According to a WTO report, the total value of e-commerce transactions in 2016 was $ 27.7 trillion out of which $ 24 trillion were observed as business-to-business transactions.

The experts believe e-commerce transactions in Pakistan may cross $ 1 billion mark by 2020.

However, the lack of interest from the IT and Trade ministries hint less than promising future for online traders and buyers in Pakistan. Razak Dawood, the Adviser on Commerce hasn’t reportedly planned to take part in any such initiative.

As the world meets again in March, the formulation of new e-commerce laws will address the significant challenges;

  1. Consumer’s trust in online trade
  2. Tackling barriers that prevent cross border sales
  3. Guarantee validity of e-contracts and e-signatures
  4. Banning of customs duties on electronic transmissions
  5. Address forced data localization requirements and forced disclosure of source code

At home, Pakistan is yet to device a legislative infrastructure for e-commerce. Despite boasting about the marginal e-commerce activity that takes place in the country, buyers and sellers still face some of the fundamental challenges of lacking online payment infrastructure and a lackluster delivery mechanism of goods which does not thoroughly covers even the mid-tier cities.

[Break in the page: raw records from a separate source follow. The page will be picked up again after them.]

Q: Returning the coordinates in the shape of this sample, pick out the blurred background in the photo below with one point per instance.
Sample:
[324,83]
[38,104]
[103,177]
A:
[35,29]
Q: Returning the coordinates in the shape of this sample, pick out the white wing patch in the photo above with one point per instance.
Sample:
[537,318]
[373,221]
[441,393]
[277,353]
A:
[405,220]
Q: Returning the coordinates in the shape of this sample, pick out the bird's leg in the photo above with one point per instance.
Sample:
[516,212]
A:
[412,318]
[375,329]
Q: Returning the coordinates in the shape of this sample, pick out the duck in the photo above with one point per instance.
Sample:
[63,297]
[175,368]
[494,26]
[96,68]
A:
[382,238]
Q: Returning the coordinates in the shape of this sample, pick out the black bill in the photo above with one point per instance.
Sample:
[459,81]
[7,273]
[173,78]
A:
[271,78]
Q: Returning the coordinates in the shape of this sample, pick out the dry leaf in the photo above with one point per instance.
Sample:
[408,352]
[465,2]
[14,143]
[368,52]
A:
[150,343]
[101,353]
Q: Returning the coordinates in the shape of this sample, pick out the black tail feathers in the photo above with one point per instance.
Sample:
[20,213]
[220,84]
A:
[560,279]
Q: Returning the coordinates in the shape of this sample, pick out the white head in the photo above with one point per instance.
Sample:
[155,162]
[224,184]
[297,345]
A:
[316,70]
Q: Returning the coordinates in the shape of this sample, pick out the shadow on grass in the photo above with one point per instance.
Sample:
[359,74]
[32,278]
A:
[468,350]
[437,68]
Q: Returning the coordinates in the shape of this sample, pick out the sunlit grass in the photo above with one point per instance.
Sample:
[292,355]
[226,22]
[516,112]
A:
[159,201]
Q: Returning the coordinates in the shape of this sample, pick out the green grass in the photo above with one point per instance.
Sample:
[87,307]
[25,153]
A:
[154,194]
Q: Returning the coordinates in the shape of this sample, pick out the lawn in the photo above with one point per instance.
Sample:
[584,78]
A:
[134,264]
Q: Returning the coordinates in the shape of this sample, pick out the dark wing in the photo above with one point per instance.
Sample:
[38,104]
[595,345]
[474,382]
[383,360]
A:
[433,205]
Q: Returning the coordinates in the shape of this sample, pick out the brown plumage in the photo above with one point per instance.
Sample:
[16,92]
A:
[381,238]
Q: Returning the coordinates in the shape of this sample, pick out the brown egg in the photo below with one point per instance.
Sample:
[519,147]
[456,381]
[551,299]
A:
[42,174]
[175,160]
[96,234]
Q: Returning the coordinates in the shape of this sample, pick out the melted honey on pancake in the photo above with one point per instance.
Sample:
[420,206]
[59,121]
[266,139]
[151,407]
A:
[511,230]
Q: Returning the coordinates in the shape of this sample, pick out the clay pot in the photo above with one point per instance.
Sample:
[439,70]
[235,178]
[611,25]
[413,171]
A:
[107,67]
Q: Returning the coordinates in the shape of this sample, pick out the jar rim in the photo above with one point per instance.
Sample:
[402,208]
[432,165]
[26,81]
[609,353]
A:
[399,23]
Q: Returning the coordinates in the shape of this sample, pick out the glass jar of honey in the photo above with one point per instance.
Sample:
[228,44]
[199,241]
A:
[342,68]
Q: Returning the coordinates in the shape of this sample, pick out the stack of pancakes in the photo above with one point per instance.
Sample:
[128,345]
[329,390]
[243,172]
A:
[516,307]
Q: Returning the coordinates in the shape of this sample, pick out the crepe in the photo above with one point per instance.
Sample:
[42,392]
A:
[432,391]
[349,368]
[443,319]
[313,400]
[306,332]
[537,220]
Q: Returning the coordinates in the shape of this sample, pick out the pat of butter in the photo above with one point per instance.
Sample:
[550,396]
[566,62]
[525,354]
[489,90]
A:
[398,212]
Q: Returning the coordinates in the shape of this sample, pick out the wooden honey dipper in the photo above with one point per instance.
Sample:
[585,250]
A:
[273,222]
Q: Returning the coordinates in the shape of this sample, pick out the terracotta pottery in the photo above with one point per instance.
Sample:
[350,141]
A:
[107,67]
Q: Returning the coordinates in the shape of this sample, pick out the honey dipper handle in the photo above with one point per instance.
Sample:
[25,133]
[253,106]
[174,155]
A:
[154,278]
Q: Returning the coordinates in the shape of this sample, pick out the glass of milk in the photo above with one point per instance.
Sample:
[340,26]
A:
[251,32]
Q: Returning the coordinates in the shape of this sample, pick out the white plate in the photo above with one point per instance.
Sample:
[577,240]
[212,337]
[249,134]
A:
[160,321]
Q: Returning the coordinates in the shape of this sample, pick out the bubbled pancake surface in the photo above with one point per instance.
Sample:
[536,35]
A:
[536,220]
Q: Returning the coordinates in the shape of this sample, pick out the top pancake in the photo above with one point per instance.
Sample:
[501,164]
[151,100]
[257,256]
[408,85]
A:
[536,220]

Additionally, Pakistan has some incomprehensive and less practicable electronic legislation in the shape of Electronic Transactions Ordinance 2002, and Prevention of Electronic Crime Bill 2016 that do not support e-commerce in the country. There is Electronic Certification and Accreditation  Council as well that deal with e-signatures and e-contracts for digital transactions. Even the FBR is yet to come up with a policy of looking after the electronic stores in the country.